Despite recent progress in 3D-LLMs, they remain limited in accurately grounding language to visual and spatial elements in 3D environments. This limitation stems in part from training data that focuses on language reasoning rather than spatial understanding due to scarce 3D resources, leaving inherent grounding biases unresolved. To address this, we propose 3D scene editing as a key mechanism to generate precise visual counterfactuals that mitigate these biases through fine-grained spatial manipulation, without requiring costly scene reconstruction or large-scale 3D data collection. Furthermore, to make these edits targeted and directly address the specific weaknesses of the model, we introduce DEER-3D, an error-driven framework following a structured "Decompose, Diagnostic Evaluation, Edit, and Re-train" workflow, rather than broadly or randomly augmenting data as in conventional approaches. Specifically, upon identifying a grounding failure of the 3D-LLM, our framework first diagnoses the exact predicate-level error (e.g., attribute or spatial relation). It then executes minimal, predicate-aligned 3D scene edits, such as recoloring or repositioning, to produce targeted counterfactual supervision for iterative model fine-tuning, significantly enhancing grounding accuracy. We evaluate our editing pipeline across multiple benchmarks for 3D grounding and scene understanding tasks, consistently demonstrating improvements across all evaluated datasets through iterative refinement. DEER-3D underscores the effectiveness of targeted, error-driven scene editing in bridging linguistic reasoning capabilities with spatial grounding in 3D LLMs.

Figures (6)

• Figure 1: 3D-LLMs frequently overfit to dataset co-occurrence biases (e.g., white pillows), causing grounding failures. We mitigate these biases through targeted counterfactual edits in 3D scenes and construct aligned QA pairs to strengthen the model’s grounding ability.
• Figure 2: Overview of DEER-3D. When a grounding error is detected, DEER-3D performs targeted visual edits. Given a natural-language instruction, the framework (a) decomposes it into atomic predicates, (b) diagnoses the specific error, and (c) applies predicate-level visual edits. Aligned question–answer pairs are then created to explicitly supervise the failed predicate. Finally, the model (d) iteratively retrains on these counterfactual examples to progressively improve grounding accuracy.

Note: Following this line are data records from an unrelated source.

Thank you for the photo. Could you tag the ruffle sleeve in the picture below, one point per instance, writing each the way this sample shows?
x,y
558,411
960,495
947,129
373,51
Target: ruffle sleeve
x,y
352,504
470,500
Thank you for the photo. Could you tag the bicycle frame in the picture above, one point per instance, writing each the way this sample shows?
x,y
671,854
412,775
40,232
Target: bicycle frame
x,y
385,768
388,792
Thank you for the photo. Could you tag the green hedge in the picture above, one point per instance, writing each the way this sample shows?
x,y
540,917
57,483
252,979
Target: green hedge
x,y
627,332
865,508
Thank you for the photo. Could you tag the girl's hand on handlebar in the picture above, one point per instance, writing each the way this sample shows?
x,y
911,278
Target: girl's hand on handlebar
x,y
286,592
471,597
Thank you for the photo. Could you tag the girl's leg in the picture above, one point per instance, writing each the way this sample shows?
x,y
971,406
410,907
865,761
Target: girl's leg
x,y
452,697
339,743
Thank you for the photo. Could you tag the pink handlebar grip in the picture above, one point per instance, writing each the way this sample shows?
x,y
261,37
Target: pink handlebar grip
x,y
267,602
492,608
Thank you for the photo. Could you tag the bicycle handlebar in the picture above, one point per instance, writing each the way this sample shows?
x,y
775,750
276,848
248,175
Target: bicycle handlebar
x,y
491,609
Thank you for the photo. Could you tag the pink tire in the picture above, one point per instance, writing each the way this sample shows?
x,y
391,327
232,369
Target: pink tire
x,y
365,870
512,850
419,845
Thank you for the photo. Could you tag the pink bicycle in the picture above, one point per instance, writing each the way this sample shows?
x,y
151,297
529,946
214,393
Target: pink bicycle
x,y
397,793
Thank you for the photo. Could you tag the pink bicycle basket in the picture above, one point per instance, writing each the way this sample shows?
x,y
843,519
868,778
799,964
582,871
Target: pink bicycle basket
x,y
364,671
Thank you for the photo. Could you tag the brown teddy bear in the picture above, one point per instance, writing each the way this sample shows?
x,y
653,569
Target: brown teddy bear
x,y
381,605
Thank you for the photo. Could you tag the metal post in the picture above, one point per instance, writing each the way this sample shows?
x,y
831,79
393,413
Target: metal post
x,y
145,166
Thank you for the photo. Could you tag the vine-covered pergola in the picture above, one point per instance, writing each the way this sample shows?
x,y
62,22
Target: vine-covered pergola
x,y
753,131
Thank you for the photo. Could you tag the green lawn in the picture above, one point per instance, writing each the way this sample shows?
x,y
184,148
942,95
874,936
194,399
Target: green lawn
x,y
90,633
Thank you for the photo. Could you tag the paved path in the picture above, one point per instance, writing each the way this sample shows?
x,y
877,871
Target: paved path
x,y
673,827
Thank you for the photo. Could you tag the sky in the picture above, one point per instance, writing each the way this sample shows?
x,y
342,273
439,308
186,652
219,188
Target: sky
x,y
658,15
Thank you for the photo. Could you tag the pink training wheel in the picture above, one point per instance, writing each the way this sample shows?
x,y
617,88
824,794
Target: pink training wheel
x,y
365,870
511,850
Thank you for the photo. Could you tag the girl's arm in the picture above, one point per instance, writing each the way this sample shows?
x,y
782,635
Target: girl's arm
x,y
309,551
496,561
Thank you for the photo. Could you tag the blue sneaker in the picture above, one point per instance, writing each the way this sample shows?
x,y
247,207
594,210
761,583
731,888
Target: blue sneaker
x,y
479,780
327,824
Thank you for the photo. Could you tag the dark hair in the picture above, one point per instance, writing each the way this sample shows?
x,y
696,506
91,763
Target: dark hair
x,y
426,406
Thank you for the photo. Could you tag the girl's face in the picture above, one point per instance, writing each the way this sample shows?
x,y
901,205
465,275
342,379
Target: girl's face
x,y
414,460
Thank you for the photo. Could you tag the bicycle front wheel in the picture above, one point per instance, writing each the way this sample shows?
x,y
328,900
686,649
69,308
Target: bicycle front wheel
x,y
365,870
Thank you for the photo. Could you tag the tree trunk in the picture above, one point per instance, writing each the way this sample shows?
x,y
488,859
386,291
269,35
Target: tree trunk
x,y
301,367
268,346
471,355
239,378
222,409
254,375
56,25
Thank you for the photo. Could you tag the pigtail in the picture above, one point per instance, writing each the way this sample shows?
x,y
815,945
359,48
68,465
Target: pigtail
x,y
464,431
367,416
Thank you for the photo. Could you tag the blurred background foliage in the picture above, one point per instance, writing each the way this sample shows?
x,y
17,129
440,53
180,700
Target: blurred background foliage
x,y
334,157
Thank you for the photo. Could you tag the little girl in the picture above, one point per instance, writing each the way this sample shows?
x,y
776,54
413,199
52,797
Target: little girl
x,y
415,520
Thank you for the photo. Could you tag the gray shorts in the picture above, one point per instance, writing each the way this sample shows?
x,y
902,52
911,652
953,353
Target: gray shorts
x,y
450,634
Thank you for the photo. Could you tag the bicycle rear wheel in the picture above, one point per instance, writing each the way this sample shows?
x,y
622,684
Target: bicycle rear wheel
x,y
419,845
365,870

• Figure 3: Examples of targeted visual edits for different grounding errors. Each edit generates aligned question–answer pairs, precisely supervising the model's visual grounding ability.
• Figure 4: Ablation studies validating our method. (a) Grounding performance scales with the quantity of our counterfactual data. (b) Our iterative loop (Round 2 vs. Round 1) successfully reduces all targeted error types. (c) Our full Err-Guided-Mix strategy is superior to both Random-aug and individual components, validating our error-driven and complementary design.
• Figure 5: Distribution of semantic predicate types from our instruction analysis.